In past years, Bing Ads executives have talked about the breadth of user data that Microsoft has spanning work and personal accounts and hinted at a newfound willingness to open access to that data vault for ad targeting under Satya Nadella. In 2014, David Pann, Bing’s General Manager, told me in an interview that they were looking at ways to integrate with Azure, Microsoft’s cloud platform, and to leverage the business intelligence that platform offers. However, this messaging has never been widely articulated, and translating the value of that trove of data to advertisers has been muddled, if discussed at all.
Fast-forward two years, and the LinkedIn acquisition would seem to pave a clearer pathway for clearer messaging and data integrations.
The acquisition positions Microsoft as the leader in data on the professional world — both at the organizational and individual levels — and potentially offers advertisers: 1. More refined targeting, particularly for B2B advertisers; 2. More reach with the addition of the LinkedIn universe of 433 million users; and 3. More commercial opportunities via Cortana, Microsoft’s digital assistant, as it is positioned as “the professional’s” digital assistant.
The side-by-side professional cloud (Microsoft) and professional network (LinkedIn) graphs shown in the acquisition presentation (below) illustrate the impact this web of data can have in offering both a holistic picture of the professional audiences and the promise of precision in targeting for advertisers.
As a hint of what’s to come, Microsoft outlined a vision for an Intelligent Newsfeed as a “new daily habit” in the acquisition deck — a newsfeed that will unify data “for every professional to stay connected with the happenings in their network, industry and profession” as one avenue for advertising.

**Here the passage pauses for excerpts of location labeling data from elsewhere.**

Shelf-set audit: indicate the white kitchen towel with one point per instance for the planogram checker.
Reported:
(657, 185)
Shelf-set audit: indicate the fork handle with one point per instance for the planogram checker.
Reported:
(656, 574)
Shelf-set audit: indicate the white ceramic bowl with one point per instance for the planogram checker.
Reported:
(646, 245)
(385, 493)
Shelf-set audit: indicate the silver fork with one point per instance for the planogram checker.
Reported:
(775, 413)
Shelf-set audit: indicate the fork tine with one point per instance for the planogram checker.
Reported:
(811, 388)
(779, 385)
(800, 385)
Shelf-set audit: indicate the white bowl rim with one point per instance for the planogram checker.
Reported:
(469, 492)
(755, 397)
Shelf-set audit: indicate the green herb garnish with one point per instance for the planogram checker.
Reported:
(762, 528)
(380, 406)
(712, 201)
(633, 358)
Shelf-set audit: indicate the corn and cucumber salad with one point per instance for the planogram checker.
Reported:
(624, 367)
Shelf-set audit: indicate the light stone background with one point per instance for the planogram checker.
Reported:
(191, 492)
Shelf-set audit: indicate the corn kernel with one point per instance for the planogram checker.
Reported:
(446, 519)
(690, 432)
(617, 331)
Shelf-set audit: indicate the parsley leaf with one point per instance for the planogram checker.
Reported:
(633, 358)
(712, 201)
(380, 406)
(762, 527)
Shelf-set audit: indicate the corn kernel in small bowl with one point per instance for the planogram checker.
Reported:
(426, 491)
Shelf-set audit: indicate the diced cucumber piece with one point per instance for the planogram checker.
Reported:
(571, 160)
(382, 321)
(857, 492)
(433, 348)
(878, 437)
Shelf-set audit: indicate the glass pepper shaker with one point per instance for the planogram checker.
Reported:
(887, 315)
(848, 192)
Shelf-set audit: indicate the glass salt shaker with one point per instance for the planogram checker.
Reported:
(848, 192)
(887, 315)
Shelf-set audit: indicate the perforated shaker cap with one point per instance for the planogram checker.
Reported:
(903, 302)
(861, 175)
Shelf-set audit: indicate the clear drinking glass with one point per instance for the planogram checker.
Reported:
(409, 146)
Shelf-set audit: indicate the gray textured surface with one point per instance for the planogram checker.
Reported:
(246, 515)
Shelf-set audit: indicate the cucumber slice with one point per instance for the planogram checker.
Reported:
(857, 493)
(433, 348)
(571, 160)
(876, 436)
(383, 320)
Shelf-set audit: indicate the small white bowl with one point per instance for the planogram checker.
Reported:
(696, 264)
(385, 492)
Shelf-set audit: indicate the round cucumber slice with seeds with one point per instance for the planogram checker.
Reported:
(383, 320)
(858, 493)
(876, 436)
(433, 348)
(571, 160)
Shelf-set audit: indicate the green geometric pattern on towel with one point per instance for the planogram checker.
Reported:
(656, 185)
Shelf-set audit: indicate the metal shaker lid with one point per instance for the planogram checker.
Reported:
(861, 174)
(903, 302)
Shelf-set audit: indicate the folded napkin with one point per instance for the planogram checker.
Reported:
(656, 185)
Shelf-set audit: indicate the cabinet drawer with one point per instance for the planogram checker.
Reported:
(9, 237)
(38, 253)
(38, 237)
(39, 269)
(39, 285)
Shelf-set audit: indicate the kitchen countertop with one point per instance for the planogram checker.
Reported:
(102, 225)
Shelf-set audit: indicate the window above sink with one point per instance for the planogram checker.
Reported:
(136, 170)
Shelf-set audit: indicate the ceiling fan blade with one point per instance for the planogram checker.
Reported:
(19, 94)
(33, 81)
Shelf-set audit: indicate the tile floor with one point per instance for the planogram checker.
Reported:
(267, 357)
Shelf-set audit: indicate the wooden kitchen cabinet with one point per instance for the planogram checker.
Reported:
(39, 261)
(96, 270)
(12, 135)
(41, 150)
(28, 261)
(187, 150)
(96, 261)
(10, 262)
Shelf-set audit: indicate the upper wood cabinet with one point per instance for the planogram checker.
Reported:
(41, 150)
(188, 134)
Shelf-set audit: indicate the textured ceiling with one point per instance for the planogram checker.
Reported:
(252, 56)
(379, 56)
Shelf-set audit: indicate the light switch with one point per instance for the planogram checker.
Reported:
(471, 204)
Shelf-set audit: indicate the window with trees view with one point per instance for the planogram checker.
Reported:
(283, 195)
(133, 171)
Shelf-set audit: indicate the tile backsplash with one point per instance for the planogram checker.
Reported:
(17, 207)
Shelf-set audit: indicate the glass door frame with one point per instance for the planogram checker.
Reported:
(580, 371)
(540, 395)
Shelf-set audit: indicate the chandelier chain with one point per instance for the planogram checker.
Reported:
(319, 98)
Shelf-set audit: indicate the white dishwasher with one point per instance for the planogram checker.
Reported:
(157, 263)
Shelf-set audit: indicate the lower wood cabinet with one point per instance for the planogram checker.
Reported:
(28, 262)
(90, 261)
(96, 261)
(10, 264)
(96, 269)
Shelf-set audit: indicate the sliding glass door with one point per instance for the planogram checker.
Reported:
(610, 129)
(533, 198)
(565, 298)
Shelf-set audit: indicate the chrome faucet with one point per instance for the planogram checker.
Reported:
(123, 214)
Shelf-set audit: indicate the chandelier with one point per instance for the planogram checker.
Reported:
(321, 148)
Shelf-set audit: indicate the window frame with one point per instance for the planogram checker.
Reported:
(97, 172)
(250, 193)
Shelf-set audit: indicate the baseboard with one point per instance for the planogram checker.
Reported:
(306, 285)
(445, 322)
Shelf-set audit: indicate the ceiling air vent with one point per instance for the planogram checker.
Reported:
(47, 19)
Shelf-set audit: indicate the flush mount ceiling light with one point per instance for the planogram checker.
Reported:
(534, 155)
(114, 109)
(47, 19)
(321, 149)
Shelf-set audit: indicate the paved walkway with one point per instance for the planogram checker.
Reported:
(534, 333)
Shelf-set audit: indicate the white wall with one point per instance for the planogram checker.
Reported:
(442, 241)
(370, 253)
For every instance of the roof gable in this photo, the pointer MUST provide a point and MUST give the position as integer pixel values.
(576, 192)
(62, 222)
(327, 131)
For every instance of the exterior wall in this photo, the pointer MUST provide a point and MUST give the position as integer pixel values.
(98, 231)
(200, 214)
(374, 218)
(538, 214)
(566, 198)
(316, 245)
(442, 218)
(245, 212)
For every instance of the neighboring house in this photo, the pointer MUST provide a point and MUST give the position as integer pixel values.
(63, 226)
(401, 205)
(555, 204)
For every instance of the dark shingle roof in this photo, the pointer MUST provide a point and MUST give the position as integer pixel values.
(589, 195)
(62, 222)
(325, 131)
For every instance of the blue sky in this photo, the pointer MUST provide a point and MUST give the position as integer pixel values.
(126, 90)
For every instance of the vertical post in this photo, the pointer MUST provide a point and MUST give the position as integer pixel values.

The LinkedIn acquisition gets Microsoft into social in a strategic way that complements the company’s existing, largely untapped user data. In Q1 2016, LinkedIn reported $154.1 million in ad revenue, a 29 percent year-over-year increase driven primarily by sponsored content. Bing Ads revenue rose 18 percent in the first quarter, which Microsoft attributed in large part to the adoption of Windows 10. And that brings us to the other pivotal piece of this acquisition — the foothold it gives Microsoft and Bing Ads in mobile, where it has been exceptionally weak compared to Google. LinkedIn’s mobile activity opens up doors for Microsoft that efforts like the Windows Phone and its search advertising partnership with Yahoo failed to provide.